1. Captures entry (syscall number and arguments)
2. Captures exit (return value)
3. Reads strings/buffers from tracee memory as needed
4. Tracks file descriptors to distinguish files from sockets
5. Outputs events in real-time with timestamps

For page fault tracking, it uses perf_event_open to monitor minor page faults in heap and anonymous mmap regions, showing actual memory growth as pages are touched.

For eBPF tracking (`--ebpf`), it loads a pre-compiled BPF object and attaches to four kernel tracepoints:
- **sched_wakeup / sched_switch**: Measures the delay between a task being woken and actually getting scheduled on a CPU. Delays above 10us are reported.
- **block_rq_issue / block_rq_complete**: Measures block I/O latency from request submission to completion, with byte counts. Consecutive same-size I/O events are grouped in non-verbose mode.

Events from eBPF are delivered via a ring buffer and interleaved with ptrace events in the timeline.
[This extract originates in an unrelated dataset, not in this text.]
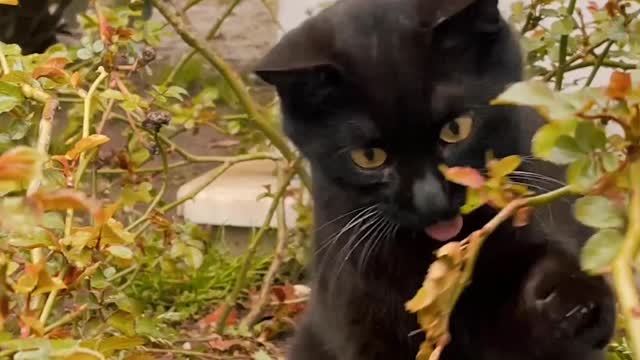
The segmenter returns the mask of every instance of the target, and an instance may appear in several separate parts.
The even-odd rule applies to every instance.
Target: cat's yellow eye
[[[469,137],[473,127],[471,115],[463,115],[446,123],[440,130],[440,139],[449,144],[458,143]]]
[[[387,153],[380,148],[356,149],[351,151],[351,160],[363,169],[373,170],[385,164]]]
Only PIDs being traced are monitored (the BPF programs filter using a PID map that is updated on fork/clone/exit).

## HTML Report

The `--report` flag generates a self-contained HTML file with:

- **Timeline**: SVG swimlane view with one lane per process/thread, zoomable with Ctrl+scroll or +/- keys
- **Event table**: Virtual-scrolled list of all events with timestamps, PIDs, types, and details
- **Filters**: Toggle event categories (file, network, memory, I/O, process), individual event types, and processes
- **Thread differentiation**: Threads are visually distinct from processes — shown with "↳" prefix and dimmer italic styling in both the timeline and table
- **Type-specific colors**: Events within each category use distinct color shades (e.g., read vs write, send vs recv) so they're distinguishable at a glance

## Filtered Output

To reduce noise, we filter out:
- System paths: /proc, /sys, /dev
- Dynamic linker files: ld.so, ld-linux, .so files
- Localhost connections (127.0.0.1, 127.0.0.53)
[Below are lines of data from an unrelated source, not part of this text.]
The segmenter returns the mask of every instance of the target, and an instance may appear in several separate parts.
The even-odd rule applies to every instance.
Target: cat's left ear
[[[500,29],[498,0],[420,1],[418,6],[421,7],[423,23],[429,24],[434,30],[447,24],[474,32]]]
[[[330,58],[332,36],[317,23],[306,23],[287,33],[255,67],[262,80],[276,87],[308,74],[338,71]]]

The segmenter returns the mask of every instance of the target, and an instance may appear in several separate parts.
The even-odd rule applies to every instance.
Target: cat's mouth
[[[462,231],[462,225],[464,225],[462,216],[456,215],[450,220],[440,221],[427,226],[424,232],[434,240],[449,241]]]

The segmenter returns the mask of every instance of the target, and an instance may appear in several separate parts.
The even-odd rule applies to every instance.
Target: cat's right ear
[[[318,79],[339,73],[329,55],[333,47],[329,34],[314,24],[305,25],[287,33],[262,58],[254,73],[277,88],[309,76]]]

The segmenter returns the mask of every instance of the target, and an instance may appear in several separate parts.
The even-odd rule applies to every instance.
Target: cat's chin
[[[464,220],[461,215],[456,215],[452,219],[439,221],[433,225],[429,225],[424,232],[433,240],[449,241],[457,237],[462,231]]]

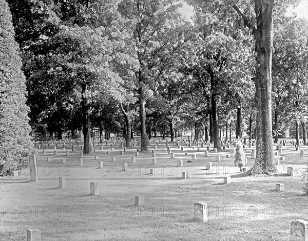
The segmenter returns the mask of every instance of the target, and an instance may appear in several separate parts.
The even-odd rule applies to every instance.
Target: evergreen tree
[[[33,153],[29,136],[29,108],[26,105],[25,78],[14,39],[12,16],[0,0],[0,175],[27,166]]]

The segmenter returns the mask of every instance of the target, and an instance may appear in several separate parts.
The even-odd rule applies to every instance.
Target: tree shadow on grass
[[[1,184],[12,184],[12,183],[31,183],[31,180],[29,179],[18,178],[14,179],[9,179],[9,180],[6,181],[0,179],[0,183]]]
[[[241,172],[231,176],[232,178],[236,178],[239,177],[246,177],[249,176],[249,172]]]
[[[37,190],[55,190],[55,189],[60,189],[59,187],[55,188],[37,188]]]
## Signal Handling (Ctrl-C)

When tracing a spawned command:
- **First Ctrl-C**: The traced program receives SIGINT normally (it may exit or handle it). Compendium continues observing and prints the full summary when the program exits.
- **Second Ctrl-C**: Force-kills all traced processes and prints the summary with data collected so far.

When attached to a running process (`--pid`):
- **Ctrl-C**: Cleanly detaches from the process (it continues running) and prints the summary.

## Requirements

- Linux (x86_64)
- **eBPF tracking** (`--ebpf`): Requires `CAP_BPF` + `CAP_PERFMON` capabilities, or root. Kernel 5.8+ with BTF support.

## License

MIT